This project implements an enhanced Channel Relationship-Based Graph Convolutional Network (CR-GCN) for Automatic Music Transcription (AMT) of polyphonic piano recordings. The model combines Convolutional Neural Networks (CNNs) for spatial feature extraction, Bidirectional Long Short-Term Memory (BiLSTM) for temporal modeling, and Graph Convolutional Networks (GCNs) to capture note interdependencies. Trained and evaluated on the MAESTRO v2.0.0 dataset, the model achieves a frame-level F1-score of 0.8588, demonstrating competitive performance in transcribing complex polyphonic music into MIDI files and generating music sheets. The project includes a web application built with Django, allowing users to upload .wav audio files and receive corresponding music sheets. The transcription pipeline leverages music21 and LilyPond for sheet music generation, with preprocessing and feature extraction optimized for real-time applications.
Hybrid Deep Learning Model: Integrates CNN, BiLSTM, and GCN for robust AMT. Data Preprocessing: Processes MAESTRO dataset audio and MIDI files into PyTorch-compatible formats. Web Application: Django-based interface for uploading audio files and viewing generated music sheets. Real-Time Transcription: Try it yourself with our Jupyter notebook for real-time AMT.
To set up the project locally, follow these steps:
Clone the Repository: git clone https://github.com/SelvaKarthik01/AMT_using_CR_GCN.git cd AMT_using_CR_GCN
Install Dependencies:Ensure Python 3.8+ is installed, then install required packages: pip install -r requirements.txt
Required libraries include torch, librosa, mido, music21, django, and numpy. Install LilyPond for sheet music generation:
Download and install LilyPond. Update the lilypondPath in Try_it_Yourself/AMT_using_CR_GCN_Final_Real_Time.ipynb to your LilyPond executable path.
Download MAESTRO Dataset:Download the MAESTRO v2.0.0 dataset is the one that we used if you want to retrain
Preprocessing:Run the preprocessing script to prepare the MAESTRO dataset: python preprocess_maestro.py
This generates .pt and .tsv files in the dataset directory.

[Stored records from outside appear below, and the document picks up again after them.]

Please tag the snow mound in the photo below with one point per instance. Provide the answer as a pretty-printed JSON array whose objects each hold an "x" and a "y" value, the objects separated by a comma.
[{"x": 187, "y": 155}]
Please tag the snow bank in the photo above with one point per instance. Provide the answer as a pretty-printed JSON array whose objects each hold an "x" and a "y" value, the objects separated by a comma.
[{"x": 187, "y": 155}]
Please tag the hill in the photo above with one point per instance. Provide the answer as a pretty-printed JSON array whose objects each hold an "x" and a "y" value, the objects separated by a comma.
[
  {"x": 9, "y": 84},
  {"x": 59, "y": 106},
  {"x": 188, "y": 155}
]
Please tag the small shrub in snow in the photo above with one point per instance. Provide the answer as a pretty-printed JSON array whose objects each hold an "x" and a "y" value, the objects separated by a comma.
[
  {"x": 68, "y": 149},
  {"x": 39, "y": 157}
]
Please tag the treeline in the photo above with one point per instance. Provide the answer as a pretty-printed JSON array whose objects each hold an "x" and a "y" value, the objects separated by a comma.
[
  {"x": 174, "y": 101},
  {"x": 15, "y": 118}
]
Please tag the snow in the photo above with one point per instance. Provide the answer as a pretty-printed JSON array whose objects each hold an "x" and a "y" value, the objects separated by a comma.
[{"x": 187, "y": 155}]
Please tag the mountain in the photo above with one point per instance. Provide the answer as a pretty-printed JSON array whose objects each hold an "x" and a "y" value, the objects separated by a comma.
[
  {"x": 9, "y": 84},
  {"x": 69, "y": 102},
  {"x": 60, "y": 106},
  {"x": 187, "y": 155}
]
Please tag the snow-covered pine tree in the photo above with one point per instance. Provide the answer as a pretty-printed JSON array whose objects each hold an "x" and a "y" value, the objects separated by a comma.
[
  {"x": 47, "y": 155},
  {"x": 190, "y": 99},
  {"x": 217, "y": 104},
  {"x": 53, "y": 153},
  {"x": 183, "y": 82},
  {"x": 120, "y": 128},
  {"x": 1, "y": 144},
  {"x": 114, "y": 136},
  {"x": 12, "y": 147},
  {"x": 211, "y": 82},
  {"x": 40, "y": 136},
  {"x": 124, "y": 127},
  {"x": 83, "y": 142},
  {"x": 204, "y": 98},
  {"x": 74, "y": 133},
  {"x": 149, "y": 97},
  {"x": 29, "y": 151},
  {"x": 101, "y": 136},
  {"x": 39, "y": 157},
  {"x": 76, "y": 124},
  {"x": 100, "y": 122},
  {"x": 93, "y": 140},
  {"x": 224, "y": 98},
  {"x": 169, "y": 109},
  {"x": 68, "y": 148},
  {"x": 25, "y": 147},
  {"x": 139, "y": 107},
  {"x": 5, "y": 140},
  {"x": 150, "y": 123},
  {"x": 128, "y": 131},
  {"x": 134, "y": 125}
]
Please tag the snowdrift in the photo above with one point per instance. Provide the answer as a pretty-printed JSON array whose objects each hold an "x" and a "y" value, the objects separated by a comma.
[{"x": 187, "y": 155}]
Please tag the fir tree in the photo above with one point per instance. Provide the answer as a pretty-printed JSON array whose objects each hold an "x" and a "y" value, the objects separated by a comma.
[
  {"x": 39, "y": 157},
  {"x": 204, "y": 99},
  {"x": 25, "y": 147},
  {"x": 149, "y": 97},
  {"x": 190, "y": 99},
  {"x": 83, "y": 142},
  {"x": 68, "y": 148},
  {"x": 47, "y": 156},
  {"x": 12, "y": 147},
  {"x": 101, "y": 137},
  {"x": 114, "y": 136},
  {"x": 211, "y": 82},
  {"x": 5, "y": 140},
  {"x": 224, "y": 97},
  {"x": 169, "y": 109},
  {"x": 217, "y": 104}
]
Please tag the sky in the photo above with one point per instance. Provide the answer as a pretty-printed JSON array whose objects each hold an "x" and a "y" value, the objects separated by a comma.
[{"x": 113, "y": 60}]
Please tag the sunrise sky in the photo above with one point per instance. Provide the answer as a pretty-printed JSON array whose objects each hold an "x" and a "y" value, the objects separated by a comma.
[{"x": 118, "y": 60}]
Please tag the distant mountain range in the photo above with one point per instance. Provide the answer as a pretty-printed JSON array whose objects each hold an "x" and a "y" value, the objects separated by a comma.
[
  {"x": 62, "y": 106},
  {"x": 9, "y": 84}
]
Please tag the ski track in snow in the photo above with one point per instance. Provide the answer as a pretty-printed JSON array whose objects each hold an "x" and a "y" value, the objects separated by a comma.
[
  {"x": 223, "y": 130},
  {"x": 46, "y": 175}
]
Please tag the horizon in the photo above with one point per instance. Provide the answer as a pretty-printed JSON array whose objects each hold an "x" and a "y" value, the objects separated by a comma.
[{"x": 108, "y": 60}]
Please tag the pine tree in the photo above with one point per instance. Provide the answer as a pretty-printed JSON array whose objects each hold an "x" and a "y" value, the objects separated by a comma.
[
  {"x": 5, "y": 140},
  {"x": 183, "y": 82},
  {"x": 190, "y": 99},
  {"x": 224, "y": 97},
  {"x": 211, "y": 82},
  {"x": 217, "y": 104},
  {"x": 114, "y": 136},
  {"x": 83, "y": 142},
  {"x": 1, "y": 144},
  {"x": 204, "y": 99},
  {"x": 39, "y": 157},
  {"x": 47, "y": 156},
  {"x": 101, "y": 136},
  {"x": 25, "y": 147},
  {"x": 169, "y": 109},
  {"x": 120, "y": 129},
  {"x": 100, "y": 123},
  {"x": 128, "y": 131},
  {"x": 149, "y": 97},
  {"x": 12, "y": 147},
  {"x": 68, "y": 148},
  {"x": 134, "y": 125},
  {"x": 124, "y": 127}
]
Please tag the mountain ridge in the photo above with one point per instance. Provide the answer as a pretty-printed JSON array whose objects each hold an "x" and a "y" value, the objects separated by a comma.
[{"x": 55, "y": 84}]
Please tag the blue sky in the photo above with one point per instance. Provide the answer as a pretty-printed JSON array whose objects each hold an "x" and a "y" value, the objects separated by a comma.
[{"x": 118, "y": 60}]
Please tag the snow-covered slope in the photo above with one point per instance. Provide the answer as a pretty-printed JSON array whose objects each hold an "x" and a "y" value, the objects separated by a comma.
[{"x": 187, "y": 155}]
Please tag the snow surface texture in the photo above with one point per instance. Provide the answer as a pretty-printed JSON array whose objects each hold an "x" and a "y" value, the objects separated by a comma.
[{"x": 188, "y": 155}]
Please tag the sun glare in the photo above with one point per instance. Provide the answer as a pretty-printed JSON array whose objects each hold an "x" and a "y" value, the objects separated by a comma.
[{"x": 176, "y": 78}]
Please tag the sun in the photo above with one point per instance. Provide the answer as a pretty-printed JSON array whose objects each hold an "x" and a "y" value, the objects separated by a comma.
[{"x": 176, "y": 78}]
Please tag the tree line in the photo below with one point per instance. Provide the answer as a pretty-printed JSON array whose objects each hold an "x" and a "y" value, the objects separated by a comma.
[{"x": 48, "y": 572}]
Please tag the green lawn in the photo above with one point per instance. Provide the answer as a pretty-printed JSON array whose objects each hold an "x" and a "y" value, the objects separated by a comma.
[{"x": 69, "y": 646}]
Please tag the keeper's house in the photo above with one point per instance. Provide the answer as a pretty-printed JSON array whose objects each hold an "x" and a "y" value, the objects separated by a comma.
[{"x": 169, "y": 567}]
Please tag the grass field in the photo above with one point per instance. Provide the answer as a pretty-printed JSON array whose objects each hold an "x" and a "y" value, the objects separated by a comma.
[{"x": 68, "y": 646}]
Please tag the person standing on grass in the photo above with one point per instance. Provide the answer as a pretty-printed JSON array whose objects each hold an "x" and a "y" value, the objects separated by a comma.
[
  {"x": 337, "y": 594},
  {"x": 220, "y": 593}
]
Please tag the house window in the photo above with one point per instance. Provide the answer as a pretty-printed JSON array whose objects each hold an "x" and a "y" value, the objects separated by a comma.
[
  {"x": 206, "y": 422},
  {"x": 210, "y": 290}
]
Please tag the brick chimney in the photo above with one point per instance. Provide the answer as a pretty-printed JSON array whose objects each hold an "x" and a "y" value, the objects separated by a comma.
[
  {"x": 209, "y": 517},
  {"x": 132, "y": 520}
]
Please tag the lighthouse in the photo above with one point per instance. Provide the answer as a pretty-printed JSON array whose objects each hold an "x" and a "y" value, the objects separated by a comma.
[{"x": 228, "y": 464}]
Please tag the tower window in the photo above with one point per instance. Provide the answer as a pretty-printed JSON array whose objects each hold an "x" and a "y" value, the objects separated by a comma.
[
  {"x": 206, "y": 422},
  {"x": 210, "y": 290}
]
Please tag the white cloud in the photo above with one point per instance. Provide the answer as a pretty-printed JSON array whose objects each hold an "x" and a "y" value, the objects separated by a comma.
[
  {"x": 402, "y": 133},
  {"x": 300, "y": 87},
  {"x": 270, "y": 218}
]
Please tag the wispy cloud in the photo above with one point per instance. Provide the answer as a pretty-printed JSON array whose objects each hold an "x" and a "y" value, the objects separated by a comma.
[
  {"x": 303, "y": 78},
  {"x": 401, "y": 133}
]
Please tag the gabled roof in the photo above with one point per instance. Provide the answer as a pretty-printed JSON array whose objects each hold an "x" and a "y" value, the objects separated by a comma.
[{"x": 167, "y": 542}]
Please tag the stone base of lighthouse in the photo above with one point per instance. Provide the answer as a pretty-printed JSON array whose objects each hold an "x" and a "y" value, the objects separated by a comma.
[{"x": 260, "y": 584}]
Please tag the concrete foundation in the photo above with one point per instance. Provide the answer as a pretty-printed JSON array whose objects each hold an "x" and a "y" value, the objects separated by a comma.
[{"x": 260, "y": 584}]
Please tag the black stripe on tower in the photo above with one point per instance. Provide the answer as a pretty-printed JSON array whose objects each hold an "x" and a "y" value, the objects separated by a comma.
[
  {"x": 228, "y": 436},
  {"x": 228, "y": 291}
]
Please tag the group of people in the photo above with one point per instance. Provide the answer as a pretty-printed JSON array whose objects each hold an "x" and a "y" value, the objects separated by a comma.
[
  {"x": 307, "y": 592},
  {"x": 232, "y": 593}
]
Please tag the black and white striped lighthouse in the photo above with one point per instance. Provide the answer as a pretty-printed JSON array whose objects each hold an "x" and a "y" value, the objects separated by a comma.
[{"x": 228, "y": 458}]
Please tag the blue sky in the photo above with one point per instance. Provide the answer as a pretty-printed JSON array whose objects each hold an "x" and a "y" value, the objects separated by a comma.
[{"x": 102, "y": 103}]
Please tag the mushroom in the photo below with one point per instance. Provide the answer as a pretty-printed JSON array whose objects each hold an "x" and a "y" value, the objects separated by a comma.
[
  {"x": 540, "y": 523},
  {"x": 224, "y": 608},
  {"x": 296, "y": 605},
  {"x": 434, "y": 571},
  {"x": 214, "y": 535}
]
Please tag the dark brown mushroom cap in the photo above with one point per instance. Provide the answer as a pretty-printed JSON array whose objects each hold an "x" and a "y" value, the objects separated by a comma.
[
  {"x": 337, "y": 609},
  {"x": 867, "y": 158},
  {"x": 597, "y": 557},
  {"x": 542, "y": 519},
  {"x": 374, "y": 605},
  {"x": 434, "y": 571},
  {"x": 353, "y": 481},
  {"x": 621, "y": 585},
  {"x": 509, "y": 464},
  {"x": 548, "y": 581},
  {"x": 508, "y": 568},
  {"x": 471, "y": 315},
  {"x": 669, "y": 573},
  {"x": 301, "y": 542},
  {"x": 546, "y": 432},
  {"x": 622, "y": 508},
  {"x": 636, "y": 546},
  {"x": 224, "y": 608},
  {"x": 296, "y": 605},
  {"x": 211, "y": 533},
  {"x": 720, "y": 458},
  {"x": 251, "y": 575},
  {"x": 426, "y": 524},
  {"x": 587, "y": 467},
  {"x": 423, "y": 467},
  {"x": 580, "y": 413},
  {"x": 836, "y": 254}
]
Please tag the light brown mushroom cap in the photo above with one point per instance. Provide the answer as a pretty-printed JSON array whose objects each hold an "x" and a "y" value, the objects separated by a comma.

Training the Model:Train the CR-GCN model using: python train_model.py
The model uses an Adam optimizer with exponential decay and trains for 100 epochs.
Running the Web Application:Start the Django server: python manage.py runserver
Access the application at http://localhost:8000 and upload .wav files to generate music sheets.
You can check through this in detail inside the 2nd Review Training codes Folder under data-preprocessing-and-visualization.ipynb and amt-using-cr-gcn-f1-score-85-highest.ipynb for training details.
Try It Yourself!:To experience real-time transcription, navigate to the Try it Yourself! folder and open the AMT_using_CR_GCN_Final_Real_Time.ipynb notebook in Google Colab:
Upload a .wav file and run the notebook to generate MIDI files and music sheets. Important: This notebook is optimized for Google Colab to leverage its computational resources and dependencies. Ensure you have a Google account and access to Colab.
Want to transcribe your own audio? Check out the Try_it_Yourself folder in this repository! We’ve provided a Jupyter notebook, AMT_using_CR_GCN_Final_Real_Time.ipynb, that allows you to upload a .wav file and generate its music sheet in real time. For the best experience, run this notebook in Google Colab to ensure all dependencies (e.g., music21, LilyPond) work seamlessly. Follow the instructions in the notebook to upload your audio and visualize the transcribed music sheet. Base Paper Reference This project builds upon the work in:
Xiao, Z., Chen, X., & Zhou, L. (2023). Polyphonic Piano Transcription Based on Graph Convolutional Network. Signal Processing, 212, 109134. ISSN: 0165-1684.
Frame-Level F1-Score: 0.8588 Note-Level Onset F1-Score: 0.8508 Note with Offset F1-Score: 0.8510The model outperforms several baselines (e.g., Onsets and Frames: 0.7894) but falls short of the original CR-GCN (0.9277), indicating room for improvement in handling complex polyphonic structures.
Integrate attention mechanisms in GCN for better note interdependency modeling. Enhance generalization with data augmentation (e.g., synthetic noise injection). Implement bidirectional data exchange in the web application for seamless MIDI and sheet music delivery.
We thank SASTRA Deemed to be University, our guide Dr. Emily Jenifer A, and the MAESTRO dataset creators for their support and resources.
Selva Karthik S Shantosh Kumar R Rithvik L
This project is licensed under the MIT License. See the LICENSE file for details.